Some surfers say the statue misrepresents their sport, and that any decent surfer would never strike the pose sculptor Matthew Antichevich portrays in his sculpture.
Even as bloggers continue to flood the Internet with criticism, the 55-year-old artist said the cost of bronze kept him from fully elaborating his vision for “The Magic Carpet Ride” sculpture.
“I’m just kinda sad people don’t understand what the surfer is doing,” he said.
His original proposal was to position a female surfer on a breaking wave.
All of that bronze would have doubled the sculpture’s cost, though, and his clients – the Cardiff Botanical Society – chose to substitute the wave with a slab of granite, he said.
Models of the sculpture show a surfer carving across the crest of a wave, looking for a place to land.
“If I was able to do the wave, people would not have questioned what the move is,” Antichevich said. “That’s the missing link.”
A boyish-looking surfer poses on his board, arms outstretched, hands and fingers pointed like those of a ballet dancer.
Critics say the surfer looks unnatural and effeminate; Antichevich disagrees.
Antichevich said he learned to surf in Cardiff and to sculpt in Florence, Italy, where he drew inspiration from the ancients.
With those and other credentials, Antichevich won a $92,000 commission to create the life-sized surfing sculpture now displayed at Chesterfield Drive and South Coast Highway 101. The city paid an additional $30,000 to install the piece.
The Cardiff Botanical Society unveiled the sculpture Sunday, but criticism of the work began days before, when a cell phone photograph of the statue appeared on surfing and community Internet sites.
What the sculptor says he sees as misunderstandings, and outright displeasure with the sculpture, scream from the electronic pages of Internet blogs.
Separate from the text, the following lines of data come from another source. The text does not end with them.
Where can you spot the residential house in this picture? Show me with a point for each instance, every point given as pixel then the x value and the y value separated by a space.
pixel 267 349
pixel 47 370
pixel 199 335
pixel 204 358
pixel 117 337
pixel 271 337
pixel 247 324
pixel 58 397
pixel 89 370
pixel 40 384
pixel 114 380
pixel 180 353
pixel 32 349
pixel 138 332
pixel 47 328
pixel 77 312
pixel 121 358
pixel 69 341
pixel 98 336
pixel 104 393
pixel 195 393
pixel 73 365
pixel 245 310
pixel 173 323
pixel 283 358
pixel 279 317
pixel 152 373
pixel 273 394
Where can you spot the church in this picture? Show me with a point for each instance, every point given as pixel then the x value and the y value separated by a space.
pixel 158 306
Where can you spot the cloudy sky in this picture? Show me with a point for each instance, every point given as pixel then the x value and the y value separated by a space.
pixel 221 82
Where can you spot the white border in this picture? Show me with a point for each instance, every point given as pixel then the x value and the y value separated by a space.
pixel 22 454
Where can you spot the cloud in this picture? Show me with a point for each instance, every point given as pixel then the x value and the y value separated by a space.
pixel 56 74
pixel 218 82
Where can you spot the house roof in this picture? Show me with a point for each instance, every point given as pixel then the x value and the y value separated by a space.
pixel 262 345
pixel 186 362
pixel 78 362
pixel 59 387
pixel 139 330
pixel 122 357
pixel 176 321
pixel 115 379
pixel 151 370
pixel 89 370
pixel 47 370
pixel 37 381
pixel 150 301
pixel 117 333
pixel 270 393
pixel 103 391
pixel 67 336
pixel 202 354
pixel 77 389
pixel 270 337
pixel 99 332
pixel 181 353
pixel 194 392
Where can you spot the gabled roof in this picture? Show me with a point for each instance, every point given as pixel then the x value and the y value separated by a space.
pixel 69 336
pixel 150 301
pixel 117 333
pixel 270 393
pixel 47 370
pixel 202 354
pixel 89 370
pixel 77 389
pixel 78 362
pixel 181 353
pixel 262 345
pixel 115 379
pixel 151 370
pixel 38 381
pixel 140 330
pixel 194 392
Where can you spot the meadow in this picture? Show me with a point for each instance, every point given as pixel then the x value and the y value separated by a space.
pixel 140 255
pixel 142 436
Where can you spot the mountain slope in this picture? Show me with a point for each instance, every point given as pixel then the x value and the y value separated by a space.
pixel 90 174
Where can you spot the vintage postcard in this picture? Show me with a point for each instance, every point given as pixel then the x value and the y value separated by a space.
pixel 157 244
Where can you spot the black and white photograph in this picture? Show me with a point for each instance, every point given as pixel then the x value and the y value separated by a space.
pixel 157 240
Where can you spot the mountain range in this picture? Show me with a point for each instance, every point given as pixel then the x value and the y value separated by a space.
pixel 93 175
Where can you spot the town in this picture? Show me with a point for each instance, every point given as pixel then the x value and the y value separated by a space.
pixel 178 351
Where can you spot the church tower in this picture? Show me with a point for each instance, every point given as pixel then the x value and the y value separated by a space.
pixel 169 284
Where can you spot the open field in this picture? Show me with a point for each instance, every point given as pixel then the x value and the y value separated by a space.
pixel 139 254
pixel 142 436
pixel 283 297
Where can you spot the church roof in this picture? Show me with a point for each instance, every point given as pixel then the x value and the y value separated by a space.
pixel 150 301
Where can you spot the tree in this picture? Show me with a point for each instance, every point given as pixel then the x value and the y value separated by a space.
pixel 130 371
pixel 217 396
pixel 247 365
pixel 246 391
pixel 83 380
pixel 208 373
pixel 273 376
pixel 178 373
Blogger JP St. Pierre – a surfer, surfboard builder and Encinitas resident – has created blog sites focusing on surfing and Encinitas politics.
Both of them have seen heavy traffic since before the unveiling, when he posted a photograph a motorist shot one morning when the wind blew off a tarp that covered the piece.
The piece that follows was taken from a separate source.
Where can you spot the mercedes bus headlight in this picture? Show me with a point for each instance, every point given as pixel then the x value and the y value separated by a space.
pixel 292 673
“We’ve had a field day with the comments,” St. Pierre said. “Some are entertaining; some are ugly and mean-spirited.”
St. Pierre said he thinks the statue is “dorky,” but somehow is a fitting representation of what surfing has become: corporate and gentrified, where unskilled riders on plastic boards from China help themselves to the best waves.
“When Sadaam (Hussein) took over Iraq, he put up statues of himself saying he’s in charge,” St. Pierre said. “Now the kooks are in charge of surf culture. In a way, the statue’s genius.”
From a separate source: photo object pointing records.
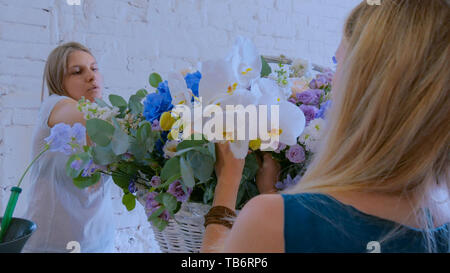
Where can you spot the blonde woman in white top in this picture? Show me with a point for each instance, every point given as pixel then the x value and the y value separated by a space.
pixel 63 212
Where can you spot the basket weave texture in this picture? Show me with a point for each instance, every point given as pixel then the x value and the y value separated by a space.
pixel 185 233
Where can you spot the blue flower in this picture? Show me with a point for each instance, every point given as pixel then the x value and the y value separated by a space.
pixel 192 81
pixel 158 103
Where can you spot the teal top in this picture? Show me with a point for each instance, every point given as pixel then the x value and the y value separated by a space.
pixel 318 223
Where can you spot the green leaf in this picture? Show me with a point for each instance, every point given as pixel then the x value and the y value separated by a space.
pixel 202 164
pixel 84 182
pixel 186 173
pixel 129 200
pixel 265 70
pixel 168 200
pixel 121 180
pixel 118 101
pixel 155 79
pixel 159 223
pixel 120 142
pixel 171 169
pixel 100 131
pixel 104 155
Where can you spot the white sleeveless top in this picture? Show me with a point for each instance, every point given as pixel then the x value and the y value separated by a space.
pixel 61 211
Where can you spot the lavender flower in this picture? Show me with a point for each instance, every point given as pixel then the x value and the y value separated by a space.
pixel 296 154
pixel 64 138
pixel 60 138
pixel 76 164
pixel 288 182
pixel 91 168
pixel 309 111
pixel 155 181
pixel 132 186
pixel 176 189
pixel 311 96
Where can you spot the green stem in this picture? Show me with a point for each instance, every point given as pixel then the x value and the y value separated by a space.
pixel 32 162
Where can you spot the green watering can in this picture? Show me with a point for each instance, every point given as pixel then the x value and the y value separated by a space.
pixel 14 232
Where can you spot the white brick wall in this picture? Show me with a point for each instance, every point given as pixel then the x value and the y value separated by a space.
pixel 131 39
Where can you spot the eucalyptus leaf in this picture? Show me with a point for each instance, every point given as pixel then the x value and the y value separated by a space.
pixel 102 103
pixel 154 80
pixel 171 169
pixel 104 155
pixel 135 105
pixel 120 142
pixel 129 200
pixel 100 131
pixel 202 164
pixel 265 70
pixel 118 101
pixel 84 182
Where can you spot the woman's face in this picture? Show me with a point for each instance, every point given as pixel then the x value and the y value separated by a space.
pixel 83 78
pixel 340 55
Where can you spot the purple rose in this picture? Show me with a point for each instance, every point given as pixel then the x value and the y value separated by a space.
pixel 309 112
pixel 176 189
pixel 296 154
pixel 155 181
pixel 288 182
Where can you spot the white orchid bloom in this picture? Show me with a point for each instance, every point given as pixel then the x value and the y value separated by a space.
pixel 178 89
pixel 245 61
pixel 291 119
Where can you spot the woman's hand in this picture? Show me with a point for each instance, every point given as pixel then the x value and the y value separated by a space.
pixel 229 174
pixel 267 175
pixel 227 166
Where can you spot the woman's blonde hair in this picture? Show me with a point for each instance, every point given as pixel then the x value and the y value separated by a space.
pixel 56 67
pixel 389 126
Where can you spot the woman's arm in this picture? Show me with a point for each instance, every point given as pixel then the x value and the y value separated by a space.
pixel 259 227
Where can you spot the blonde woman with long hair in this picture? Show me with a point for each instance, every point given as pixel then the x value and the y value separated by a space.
pixel 381 180
pixel 66 215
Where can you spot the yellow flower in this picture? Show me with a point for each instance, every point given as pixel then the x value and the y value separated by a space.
pixel 166 121
pixel 255 144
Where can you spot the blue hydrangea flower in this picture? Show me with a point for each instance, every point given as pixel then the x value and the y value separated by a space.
pixel 76 164
pixel 157 103
pixel 192 81
pixel 176 189
pixel 60 138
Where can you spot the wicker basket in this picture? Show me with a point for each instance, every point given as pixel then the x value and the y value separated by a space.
pixel 185 236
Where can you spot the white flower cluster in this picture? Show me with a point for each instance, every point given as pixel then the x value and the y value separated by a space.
pixel 312 135
pixel 93 110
Antichevich said he didn’t expect the piece to be so misunderstood.
Some of his inspiration, he said, came from the ancient sculptors he studied at the Academy of Art in Florence, Italy, home of Michelangelo’s statue of David.
Creative energy also came from a surfing sculpture in Huntington Beach, and from nearly 30 years worth of surfing magazines that Antichevich says he keeps in near-mint condition at his Hemet home.
Antichevich said he builds his own surfboards and also works at a foundry and teaches sculpture and ceramics at Mount San Jacinto College in Southwest Riverside County.
He said his favorite place to surf is immediately west of the sculpture installation. His first experience in the ocean was as a boy at Moonlight Beach.
During talks with his clients, Antichevich said he proposed creating a representation of Rob Machado, a professional surfer and Cardiff native.
“We never focused on having a super-athlete on a surfboard in top physical condition cresting a wave,” said Michael Clark of the Cardiff Botanical Society.
The artist and his clients also debated whether the surfer should be a female or whether the surfer should be shown riding a longboard. Antichevich said he wanted to sculpt a female surfer and that such a piece would be the first of its kind.
“We wanted to address the everyday guy on a surfboard,” Clark said. “We also wanted not a complacent or docile or pensive surfer standing on the beach but something close to an action shot, something with a sense of passion to it.”
Scott Bass, a Cardiff resident and senior online editor for Surfer Magazine, said he doesn’t see that passion.
“It’s a bummer it’s this kid who looks like he’s falling,” Bass said.
Danny Salzhandler, a sculptor and president of the 101 Artists Colony who served on the botanical society’s sculpture committee, had a different take.
“What I get out of it is a young surfer in the process of learning the craft,” he said. “I think he did a really great job with all the detail he put into it. It’s just a shame it didn’t get better received by the people it was made to represent.”
Antichevich said he understands that public art is controversial but he never expected such a negative reaction.
“I didn’t think it’d be like this,” he said. “I didn’t think that everyone would not understand the move. I didn’t think it would be this bad.”